In terms of year-on-year rise, India is second to Spain that witnessed surge of over 60%
The Reserve Bank of India (RBI) has shored up the country’s forex reserves in the last one year and as a result India’s holdings of US Treasury securities rose more than 50% in October compared to the year-ago period.
Data by the US Treasury department shows that India’s holdings of US Treasuries in October stood at $116.60 billion, a 50.45% surge compared to $77.5 billion in October 2014. Compared to September, holdings rose by $3.1 billion.
In terms of the increase in holdings on a year-on-year basis, India is only second to Spain that has seen a surge of 60.18%. India stands 13th in the list in terms of holdings of US Treasuries. China tops the list at $1,254.80 billion, followed by Japan, which had $1,149.20 billion of holdings as of end October.
Among the emerging market countries, Brazil and Taiwan hold $255 billion and $178.10 billion of US Treasuries—higher than India’s holdings.
Soumyajit Niyogi, an interest-rate strategist with SBI-DFHI, believes that with the possibility of the dollar strengthening post the rate hike by Fed, the central bank seems to have parked more funds in dollar assets.
“With the expectation of a Fed rate normalisation backed by gradual recovery and a possible strengthening of the dollar, the central bank seems to have parked more in dollar assets or US Treasury securities. This might be the reason why we are seeing a rise in the Indian holdings of US Treasury securities,” Niyogi said.

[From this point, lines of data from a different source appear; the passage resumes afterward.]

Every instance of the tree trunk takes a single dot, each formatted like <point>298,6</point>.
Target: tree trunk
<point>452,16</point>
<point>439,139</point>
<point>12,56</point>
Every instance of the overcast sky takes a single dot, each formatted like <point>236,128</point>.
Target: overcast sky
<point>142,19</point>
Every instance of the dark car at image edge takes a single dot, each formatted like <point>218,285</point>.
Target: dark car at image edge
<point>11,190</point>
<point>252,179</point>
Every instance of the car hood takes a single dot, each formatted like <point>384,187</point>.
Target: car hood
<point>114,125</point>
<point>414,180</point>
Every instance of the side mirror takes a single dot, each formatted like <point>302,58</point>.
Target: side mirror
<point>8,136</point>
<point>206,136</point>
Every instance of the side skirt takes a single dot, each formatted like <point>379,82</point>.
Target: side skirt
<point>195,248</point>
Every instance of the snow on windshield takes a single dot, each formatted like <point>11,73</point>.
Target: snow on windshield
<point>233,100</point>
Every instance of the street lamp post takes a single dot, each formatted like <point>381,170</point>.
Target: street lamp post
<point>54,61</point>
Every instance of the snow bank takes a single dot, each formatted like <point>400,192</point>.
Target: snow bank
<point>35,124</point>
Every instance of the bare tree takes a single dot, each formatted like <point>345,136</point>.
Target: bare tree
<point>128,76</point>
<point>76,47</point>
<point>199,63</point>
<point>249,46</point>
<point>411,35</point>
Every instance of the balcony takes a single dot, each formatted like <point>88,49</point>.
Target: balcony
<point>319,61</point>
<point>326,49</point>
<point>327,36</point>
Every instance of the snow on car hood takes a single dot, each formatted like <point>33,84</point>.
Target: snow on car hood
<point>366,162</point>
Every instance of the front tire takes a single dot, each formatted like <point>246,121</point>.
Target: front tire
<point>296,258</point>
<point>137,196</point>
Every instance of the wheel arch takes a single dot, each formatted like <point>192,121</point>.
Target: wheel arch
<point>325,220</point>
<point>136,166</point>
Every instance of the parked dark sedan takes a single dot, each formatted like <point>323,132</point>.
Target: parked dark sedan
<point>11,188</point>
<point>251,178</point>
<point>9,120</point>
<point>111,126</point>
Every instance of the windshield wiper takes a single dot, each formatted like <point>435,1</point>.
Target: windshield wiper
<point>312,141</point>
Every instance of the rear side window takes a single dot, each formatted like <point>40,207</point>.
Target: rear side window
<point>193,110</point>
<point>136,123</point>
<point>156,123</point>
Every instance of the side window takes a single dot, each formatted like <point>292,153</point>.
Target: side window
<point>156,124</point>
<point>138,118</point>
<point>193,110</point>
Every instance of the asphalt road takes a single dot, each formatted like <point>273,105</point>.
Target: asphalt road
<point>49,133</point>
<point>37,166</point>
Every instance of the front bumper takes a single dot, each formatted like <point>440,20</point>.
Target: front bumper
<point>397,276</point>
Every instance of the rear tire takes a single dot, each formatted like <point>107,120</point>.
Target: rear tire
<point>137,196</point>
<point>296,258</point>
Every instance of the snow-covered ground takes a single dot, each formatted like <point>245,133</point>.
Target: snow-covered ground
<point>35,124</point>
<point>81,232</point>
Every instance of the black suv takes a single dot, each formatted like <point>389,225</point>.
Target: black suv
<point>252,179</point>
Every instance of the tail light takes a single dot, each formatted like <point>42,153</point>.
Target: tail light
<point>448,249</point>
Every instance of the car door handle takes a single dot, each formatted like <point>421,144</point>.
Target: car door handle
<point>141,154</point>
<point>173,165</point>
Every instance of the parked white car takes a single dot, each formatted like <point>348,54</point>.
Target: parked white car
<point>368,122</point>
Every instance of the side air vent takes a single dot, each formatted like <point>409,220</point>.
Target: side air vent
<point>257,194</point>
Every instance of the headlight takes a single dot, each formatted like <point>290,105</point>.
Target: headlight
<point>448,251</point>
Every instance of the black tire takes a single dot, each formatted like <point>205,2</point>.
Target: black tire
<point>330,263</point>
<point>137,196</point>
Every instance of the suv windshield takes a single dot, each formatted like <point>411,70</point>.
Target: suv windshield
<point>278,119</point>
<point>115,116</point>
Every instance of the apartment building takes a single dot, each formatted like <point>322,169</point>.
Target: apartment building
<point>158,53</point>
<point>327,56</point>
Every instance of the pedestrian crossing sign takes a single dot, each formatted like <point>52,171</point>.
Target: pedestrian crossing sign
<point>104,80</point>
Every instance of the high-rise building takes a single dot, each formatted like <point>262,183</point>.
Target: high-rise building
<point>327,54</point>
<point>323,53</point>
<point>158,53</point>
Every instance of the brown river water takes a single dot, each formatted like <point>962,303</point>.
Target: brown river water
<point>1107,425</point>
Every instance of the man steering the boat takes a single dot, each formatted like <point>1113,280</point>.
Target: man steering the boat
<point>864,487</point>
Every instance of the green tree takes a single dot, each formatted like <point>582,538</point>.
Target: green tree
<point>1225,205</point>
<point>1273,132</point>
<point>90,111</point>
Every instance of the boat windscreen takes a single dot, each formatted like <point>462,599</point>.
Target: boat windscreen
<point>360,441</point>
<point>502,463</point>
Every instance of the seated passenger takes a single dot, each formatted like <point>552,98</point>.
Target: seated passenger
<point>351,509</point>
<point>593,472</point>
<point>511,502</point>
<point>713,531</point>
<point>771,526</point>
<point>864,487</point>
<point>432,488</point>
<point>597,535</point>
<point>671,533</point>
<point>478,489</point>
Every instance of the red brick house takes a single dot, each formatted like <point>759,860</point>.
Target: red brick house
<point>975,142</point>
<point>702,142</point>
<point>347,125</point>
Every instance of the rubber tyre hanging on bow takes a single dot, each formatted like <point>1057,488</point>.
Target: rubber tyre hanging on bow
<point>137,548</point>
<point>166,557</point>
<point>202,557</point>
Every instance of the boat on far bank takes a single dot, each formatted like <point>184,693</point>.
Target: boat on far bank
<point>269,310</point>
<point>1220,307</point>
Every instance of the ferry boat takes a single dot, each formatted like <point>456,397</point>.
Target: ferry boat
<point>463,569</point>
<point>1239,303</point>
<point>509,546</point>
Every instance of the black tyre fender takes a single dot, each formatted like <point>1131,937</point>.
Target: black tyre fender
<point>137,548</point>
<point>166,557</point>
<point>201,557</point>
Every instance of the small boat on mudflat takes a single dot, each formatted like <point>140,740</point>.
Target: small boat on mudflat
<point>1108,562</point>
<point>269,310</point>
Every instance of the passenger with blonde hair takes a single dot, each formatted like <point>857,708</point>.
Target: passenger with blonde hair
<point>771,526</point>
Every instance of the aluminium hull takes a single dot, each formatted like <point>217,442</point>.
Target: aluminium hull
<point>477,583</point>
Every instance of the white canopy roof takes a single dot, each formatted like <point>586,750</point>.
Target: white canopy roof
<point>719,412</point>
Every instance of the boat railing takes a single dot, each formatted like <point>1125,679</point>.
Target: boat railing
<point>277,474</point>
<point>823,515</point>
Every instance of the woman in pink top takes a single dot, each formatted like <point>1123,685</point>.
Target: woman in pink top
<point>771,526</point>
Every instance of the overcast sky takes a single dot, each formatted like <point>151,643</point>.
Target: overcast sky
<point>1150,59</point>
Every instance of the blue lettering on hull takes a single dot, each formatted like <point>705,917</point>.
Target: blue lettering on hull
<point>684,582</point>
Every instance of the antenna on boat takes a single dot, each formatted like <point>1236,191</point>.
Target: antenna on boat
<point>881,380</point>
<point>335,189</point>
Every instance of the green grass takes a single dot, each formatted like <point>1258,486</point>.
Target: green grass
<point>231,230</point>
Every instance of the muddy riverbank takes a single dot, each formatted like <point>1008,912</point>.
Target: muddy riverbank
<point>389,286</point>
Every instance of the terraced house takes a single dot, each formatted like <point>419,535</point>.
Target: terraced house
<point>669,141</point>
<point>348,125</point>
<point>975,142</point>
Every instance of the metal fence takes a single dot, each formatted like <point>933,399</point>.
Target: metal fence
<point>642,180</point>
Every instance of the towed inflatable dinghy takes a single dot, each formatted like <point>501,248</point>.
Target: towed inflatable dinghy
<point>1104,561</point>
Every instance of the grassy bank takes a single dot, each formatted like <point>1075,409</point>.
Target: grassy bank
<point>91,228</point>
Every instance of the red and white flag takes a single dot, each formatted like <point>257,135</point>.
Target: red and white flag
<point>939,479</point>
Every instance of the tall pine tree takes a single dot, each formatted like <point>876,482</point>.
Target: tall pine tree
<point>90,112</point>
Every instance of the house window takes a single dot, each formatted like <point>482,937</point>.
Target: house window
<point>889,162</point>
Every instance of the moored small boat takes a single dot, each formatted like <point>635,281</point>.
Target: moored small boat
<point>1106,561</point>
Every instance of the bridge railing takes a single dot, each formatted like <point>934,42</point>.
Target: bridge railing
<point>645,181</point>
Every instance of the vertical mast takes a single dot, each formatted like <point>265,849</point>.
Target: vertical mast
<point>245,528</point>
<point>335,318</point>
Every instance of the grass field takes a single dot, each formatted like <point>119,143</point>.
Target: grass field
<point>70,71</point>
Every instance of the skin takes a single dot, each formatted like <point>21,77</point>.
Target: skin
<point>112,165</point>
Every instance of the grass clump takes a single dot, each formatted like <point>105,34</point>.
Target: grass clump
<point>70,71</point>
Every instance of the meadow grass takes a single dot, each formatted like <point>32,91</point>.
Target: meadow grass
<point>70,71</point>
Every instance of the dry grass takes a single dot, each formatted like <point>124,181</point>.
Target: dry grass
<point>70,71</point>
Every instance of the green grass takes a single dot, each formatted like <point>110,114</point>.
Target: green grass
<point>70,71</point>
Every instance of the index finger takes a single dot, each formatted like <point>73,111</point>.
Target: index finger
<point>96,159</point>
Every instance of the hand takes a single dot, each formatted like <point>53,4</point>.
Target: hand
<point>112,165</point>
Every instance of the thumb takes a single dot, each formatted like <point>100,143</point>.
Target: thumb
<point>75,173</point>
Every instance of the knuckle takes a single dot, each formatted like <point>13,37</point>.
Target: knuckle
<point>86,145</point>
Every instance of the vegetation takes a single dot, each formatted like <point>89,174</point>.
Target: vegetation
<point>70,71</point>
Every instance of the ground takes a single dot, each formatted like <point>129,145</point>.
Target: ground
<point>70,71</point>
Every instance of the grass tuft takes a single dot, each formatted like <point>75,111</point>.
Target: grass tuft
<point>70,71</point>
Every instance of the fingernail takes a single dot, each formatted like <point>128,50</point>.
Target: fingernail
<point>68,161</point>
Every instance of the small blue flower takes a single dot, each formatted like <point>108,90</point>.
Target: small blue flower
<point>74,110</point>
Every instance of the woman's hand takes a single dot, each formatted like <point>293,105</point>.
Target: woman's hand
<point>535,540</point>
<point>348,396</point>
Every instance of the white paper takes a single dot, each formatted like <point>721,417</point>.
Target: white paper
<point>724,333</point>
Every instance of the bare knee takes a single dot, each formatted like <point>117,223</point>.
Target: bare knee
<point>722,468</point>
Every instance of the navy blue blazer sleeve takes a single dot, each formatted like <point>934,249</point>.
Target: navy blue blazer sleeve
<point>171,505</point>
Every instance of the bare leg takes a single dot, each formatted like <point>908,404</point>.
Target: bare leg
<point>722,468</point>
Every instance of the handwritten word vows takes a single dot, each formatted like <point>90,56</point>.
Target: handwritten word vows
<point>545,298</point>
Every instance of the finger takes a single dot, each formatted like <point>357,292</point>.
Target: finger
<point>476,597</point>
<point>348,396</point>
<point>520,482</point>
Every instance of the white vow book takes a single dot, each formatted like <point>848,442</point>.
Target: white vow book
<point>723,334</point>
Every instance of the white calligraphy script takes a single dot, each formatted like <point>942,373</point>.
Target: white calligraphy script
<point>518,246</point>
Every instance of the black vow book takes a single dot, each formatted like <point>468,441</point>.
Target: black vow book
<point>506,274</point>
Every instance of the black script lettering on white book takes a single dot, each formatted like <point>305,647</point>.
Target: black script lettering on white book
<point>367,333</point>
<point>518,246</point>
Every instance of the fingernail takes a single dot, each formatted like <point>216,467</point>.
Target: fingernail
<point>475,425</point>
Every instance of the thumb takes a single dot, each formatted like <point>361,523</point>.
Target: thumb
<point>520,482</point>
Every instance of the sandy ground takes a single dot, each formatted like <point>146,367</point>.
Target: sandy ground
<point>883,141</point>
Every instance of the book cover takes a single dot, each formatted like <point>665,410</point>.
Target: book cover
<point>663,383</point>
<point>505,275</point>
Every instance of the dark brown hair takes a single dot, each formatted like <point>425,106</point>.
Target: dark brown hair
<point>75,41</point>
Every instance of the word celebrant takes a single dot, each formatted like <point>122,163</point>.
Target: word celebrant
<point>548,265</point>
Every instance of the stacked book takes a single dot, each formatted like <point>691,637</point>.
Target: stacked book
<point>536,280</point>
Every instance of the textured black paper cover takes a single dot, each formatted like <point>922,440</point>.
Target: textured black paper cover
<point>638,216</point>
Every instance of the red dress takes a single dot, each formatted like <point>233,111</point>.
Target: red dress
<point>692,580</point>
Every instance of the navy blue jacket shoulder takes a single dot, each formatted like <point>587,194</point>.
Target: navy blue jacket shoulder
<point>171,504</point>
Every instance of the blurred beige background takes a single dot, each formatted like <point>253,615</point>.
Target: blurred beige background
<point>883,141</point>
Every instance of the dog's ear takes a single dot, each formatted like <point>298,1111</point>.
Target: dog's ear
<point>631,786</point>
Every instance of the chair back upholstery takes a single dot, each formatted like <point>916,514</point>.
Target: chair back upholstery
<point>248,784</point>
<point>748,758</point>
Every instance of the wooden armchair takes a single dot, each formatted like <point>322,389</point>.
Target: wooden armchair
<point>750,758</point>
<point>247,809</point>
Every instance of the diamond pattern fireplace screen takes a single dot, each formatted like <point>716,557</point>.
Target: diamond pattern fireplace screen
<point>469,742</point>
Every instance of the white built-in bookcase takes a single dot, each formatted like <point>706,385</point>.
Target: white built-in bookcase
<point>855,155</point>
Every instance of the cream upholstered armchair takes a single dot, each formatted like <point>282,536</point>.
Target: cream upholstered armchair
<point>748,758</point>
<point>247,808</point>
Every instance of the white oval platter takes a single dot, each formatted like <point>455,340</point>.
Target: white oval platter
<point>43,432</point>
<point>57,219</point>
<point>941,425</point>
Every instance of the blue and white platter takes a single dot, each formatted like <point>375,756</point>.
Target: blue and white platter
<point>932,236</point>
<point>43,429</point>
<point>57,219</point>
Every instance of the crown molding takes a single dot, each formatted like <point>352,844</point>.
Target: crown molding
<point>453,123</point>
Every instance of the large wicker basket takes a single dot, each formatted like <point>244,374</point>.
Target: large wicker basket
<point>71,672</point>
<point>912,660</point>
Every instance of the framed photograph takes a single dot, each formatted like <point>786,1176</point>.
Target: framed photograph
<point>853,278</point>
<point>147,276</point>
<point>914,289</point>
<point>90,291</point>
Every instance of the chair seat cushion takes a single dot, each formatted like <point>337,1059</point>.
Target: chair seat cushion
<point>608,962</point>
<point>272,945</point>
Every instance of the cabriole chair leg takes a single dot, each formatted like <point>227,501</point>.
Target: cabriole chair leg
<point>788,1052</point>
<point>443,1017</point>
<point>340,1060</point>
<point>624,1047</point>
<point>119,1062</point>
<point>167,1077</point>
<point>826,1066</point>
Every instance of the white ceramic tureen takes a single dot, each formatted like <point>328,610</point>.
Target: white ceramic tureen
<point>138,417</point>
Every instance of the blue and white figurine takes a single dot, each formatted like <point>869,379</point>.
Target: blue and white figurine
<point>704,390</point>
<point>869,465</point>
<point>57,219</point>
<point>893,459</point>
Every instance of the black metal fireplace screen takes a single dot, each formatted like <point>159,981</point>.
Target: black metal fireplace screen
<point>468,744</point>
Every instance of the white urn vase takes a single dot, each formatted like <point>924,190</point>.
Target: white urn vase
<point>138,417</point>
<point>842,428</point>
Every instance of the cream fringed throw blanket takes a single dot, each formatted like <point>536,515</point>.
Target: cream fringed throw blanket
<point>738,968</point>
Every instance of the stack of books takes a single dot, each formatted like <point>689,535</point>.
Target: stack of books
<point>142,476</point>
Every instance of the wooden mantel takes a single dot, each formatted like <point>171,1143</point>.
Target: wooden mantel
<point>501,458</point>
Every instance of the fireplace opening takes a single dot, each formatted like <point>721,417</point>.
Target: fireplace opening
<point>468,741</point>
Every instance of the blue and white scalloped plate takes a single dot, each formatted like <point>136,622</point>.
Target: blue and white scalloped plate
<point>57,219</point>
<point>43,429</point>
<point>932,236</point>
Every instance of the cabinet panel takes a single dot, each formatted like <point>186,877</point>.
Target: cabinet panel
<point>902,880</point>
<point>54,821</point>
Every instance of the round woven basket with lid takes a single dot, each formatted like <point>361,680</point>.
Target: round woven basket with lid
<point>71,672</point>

Experts also point out that the RBI has been shoring up foreign exchange reserves and has been buying dollars over the past year or so to offset the depletion it had witnessed in 2013.
Following the currency contagion in 2013 triggered by the US Federal Reserve’s decision to taper its bond purchases, India’s forex reserves had fallen to a three-year low of $275 billion because of the central bank’s intervention to support the falling currency. By August 2013, the Indian currency had hit an all-time low of 68.85 to the dollar.
Since then, the RBI has been accumulating dollars which is evident from a steep upward curve between 2014 and the current year in terms of forex reserves.
“Our forex reserves had depleted because of the intervention post the 2013 currency contagion. So, it had to be brought back to a level which has to be commensurate with the economy which is close to 15% of the GDP,” says Anindya Banerjee, AVP, forex and interest rate research at Kotak Securities.
As of October 30, 2014, India’s foreign exchange reserves stood at $315.91 billion. It increased by $37.72 billion to $353.63 billion as on October 30 this year. The figure had touched a life-time high of $355.46 billion in the week ended June 19.